The scuttling booty set in jars tied with string.
I couldn’t touch them.
‘Like this’ she’d say putting her fingers just so
and pushing them up towards my face.
She pushed me in. Although
it wasn’t deep, I wasn’t very big.
Are all big sisters bullies?
They do say you get what you deserve.
She didn’t get what she deserved.
A stranger took me in, dressed me
in a dry woolly and kilt too big for me.
Took me home in a car bigger than ours.
Murky waters swamped my thoughts, scared
my open-mouthed surprise as I went under
meant I might have swallowed a tiny crab
or, just as bad, trodden on the bigger ones.
Decades later, is it? It doesn’t seem so.
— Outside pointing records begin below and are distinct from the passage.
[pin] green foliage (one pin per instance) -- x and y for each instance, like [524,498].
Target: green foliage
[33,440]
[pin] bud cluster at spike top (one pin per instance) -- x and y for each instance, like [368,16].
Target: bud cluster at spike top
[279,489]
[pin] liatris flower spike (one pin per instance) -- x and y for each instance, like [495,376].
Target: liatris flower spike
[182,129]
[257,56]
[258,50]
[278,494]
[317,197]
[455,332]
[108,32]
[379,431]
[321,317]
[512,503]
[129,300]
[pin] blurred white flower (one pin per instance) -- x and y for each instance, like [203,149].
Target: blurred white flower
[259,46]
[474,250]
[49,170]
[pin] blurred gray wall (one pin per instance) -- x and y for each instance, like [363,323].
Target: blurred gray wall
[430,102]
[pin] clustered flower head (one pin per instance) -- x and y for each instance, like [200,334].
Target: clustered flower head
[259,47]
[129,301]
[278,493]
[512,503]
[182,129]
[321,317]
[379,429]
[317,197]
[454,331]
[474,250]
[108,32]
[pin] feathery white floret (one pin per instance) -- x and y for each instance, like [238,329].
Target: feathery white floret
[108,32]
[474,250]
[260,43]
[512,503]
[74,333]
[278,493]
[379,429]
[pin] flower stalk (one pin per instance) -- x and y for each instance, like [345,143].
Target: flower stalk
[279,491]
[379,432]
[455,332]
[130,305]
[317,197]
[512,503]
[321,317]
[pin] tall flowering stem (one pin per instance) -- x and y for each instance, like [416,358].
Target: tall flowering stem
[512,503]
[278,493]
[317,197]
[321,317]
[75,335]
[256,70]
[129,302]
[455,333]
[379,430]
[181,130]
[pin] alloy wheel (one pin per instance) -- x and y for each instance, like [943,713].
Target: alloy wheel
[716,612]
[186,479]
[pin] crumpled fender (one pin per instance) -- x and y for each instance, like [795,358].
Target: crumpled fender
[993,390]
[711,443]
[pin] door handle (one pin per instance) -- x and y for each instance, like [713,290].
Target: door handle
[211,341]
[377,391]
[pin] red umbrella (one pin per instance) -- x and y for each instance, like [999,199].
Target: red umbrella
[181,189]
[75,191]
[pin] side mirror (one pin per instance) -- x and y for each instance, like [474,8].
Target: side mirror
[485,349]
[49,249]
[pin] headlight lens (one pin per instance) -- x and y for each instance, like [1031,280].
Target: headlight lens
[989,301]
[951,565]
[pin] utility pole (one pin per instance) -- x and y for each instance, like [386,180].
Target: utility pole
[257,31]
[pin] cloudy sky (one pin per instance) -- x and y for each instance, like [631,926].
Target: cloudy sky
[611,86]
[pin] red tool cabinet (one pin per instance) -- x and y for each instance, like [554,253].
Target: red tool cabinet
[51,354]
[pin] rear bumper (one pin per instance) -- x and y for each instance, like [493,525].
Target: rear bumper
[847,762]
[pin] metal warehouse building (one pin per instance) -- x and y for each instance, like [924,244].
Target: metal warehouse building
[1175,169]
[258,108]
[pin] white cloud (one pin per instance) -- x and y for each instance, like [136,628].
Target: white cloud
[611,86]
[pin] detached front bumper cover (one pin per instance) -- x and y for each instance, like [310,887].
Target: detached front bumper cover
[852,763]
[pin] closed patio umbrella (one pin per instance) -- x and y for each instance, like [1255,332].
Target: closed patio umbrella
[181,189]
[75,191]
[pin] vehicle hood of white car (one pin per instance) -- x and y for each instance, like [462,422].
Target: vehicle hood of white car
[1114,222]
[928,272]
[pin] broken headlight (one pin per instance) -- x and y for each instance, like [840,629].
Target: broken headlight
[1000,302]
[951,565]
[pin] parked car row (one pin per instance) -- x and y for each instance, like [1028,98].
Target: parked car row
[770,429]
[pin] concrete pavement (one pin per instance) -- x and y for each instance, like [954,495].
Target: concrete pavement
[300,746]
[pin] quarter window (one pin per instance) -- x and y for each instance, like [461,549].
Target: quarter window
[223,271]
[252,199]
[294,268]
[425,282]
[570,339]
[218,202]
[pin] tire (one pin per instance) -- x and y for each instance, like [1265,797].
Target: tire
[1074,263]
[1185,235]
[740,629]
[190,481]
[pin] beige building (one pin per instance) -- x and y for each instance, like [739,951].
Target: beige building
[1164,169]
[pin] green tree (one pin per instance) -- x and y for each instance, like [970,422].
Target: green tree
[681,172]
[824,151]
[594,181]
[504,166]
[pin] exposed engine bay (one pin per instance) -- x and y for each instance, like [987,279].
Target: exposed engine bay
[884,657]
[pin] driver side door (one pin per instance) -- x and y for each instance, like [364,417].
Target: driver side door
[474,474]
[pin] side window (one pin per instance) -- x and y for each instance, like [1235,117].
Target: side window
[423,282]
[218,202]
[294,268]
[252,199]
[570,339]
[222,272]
I think of those soft-shelled long-legged ones
in a Chinese banquet in Beijing.
I couldn’t eat them, couldn’t work out how.
I still have a thing about crabs.
Tricia Torrington was born in Owen St, Eastney and is an artist, printmaker, and poet, whose collection, The Opium Fish (2010) was published by Flarestack Books and reprinted by Griffin Books. Although no longer resident in the city, her work draws widely on her experiences of Portsmouth, and many of these are included on this map. ‘Belonging’ recalls her time at Portsmouth Grammar School for Girls (now the Priory School). Torrington has published three poems relating to St James’ Hospital: ‘Amnesia’ is about her experiences of spending time there after a severe blow to the head that caused short term memory loss. ‘Allegories of Separation’ (which was commended in the Hippocrates Poetry Awards) is about her mother’s positive experience of the nursing care there while suffering from vascular Dementia. Other Portsmouth locations in her poetry include Canoe Lake, Portsea, Langstone Harbour, Portsdown Hill, and Cumberland House. She is working on a new collection entitled Ghost Dance. Her work is rich in local detail, sympathetic, and imaginative. Her command of language and varied use of form – both rhymed and free verse – are combined with a direct and compelling voice.
Something of a polymath, Tricia has had a wide, varied, and very productive career. She studied nursing at Portsmouth’s St Mary’s Hospital, before working in the pharmaceutical industry, in marketing and research, becoming Director of Ethical Research for an international company. In 1991, she starting her own international agency, designing research projects, and connecting the pharmaceutical sector to practitioners, patients and charities. She retired from this role in 2013, and as well as being a poet, she is now a printmaker and artists book maker and was awarded an MA in [Fine Arts?] from the University of Gloucestershire in 2006. Examples of her work can be found here, while interviews in which Tricia talks about her craft are here, here and here
As a talented singer /guitarist, Tricia was long a regular on the folk scene, as well as being in many folk-rock, jazz, and rock bands. She is married to the poet, Michael Henry.